Diagnosis: Imaging Is Key

1. CT Scan (Computed Tomography)


  • Gold standard for initial evaluation

  • Detects hyperdense hematoma in typical locations such as:

    • Pons

    • Thalamus

    • Putamen

  • Assesses ventricular compression or hydrocephalus

2. MRI (Magnetic Resonance Imaging)


  • Helps distinguish microbleeds and underlying lesions

  • SWI (Susceptibility Weighted Imaging) is highly sensitive

3. CTA / MRA (Angiography)


  • Evaluates for vascular malformations or aneurysms


Treatment Options

Conservative Management

  • Tight blood pressure control (Target SBP <140–160 mmHg)

  • ICP management using mannitol or hypertonic saline

  • Reversal of anticoagulation

  • Seizure prophylaxis if needed

Surgical Interventions

  • Surgical hematoma evacuation (for large, superficial, or cerebellar bleeds)

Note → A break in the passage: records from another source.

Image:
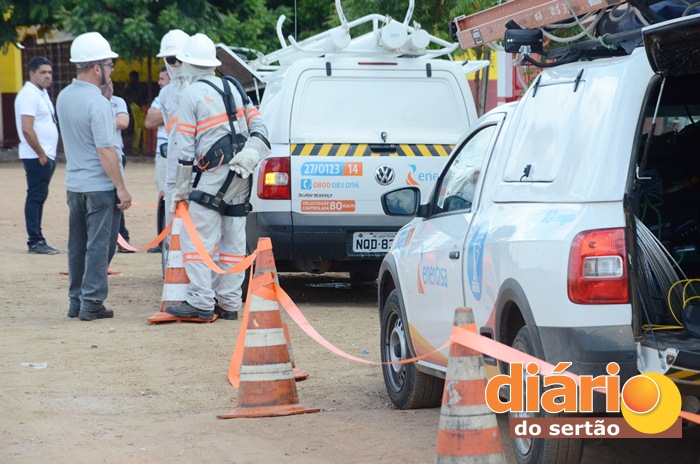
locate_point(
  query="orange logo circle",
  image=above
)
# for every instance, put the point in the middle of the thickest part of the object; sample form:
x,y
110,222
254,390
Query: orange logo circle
x,y
650,403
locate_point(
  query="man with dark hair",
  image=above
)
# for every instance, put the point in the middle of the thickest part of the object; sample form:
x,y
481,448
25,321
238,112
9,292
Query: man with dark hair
x,y
36,124
95,189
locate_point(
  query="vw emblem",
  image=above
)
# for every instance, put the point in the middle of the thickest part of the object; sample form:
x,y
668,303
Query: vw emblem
x,y
384,175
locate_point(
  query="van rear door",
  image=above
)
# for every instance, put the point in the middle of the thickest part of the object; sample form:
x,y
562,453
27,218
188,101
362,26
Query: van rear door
x,y
357,133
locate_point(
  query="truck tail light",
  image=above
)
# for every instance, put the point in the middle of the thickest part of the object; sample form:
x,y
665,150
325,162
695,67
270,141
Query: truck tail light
x,y
274,179
597,268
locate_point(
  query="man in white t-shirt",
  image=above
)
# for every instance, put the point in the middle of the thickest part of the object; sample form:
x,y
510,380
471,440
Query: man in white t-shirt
x,y
38,133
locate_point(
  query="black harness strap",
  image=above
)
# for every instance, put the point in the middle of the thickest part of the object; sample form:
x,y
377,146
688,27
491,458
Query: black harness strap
x,y
219,153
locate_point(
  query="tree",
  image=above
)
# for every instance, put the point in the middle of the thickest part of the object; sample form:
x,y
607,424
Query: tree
x,y
27,12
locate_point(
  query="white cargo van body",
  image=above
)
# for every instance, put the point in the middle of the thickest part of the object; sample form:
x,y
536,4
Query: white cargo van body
x,y
346,125
350,136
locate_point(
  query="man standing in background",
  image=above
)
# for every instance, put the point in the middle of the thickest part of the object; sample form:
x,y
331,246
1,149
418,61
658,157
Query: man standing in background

  • External ventricular drainage in cases of intraventricular hemorrhage (IVH)

  • Minimally invasive stereotactic evacuation (MIS) for select cases


Prognosis: High Risk, High Stakes

  • Mortality: 30–50% within 30 days

  • Poor prognostic factors:

    • Brainstem hemorrhage

    • Hematoma >30 mL

    • Depressed level of consciousness

    • Advanced age

  • Many survivors have permanent neurologic deficits, requiring early rehabilitation to maximize functional recovery.


Clinical Case Highlight


Patient: 53-year-old male

Findings: Irregular high-density lesion in the dorsal pons with compression of the fourth ventricle
Diagnosis: Acute pontine hemorrhage
Interpretation: This classic presentation illustrates how rapid CT imaging can identify life-threatening hemorrhage and inform immediate management.


Final Thoughts

Acute intracerebral hemorrhage is a true neurological emergency. Time is brain — and in AICH, minutes can mean the difference between life and death. Prevention (especially of hypertension), public awareness, prompt imaging, and rapid intervention are the keys to reducing mortality and improving outcomes.

For clinicians, radiologists, and emergency responders, recognizing the signs and acting fast is not just critical — it is life-saving.


References 

  1. Qureshi AI, Tuhrim S, Broderick JP, et al. Spontaneous intracerebral hemorrhage. N Engl J Med. 2001;344(19):1450-1460.

  2. Hemphill JC et al. Guidelines for the management of spontaneous intracerebral hemorrhage. Stroke. 2015;46(7):2032–2060.

  3. An SJ, Kim TJ, Yoon BW. Epidemiology, risk factors, and clinical features of intracerebral hemorrhage. J Stroke. 2017;19(1):3–10.

  4. Shoamanesh A et al. Prognosis in intracerebral hemorrhage. Lancet Neurol. 2017;16(10):791–800.

  5. Anderson CS et al. Rapid blood-pressure lowering in patients with acute intracerebral hemorrhage. N Engl J Med. 2013;368(25):2355-2365.

  6. Keep RF et al. Intracerebral hemorrhage: mechanisms of secondary brain injury. Stroke. 2012;43(6):1711–1717.

  7. Naidech AM et al. Anticoagulant-associated intracerebral hemorrhage. Nat Rev Neurol. 2014;10(7):410–418.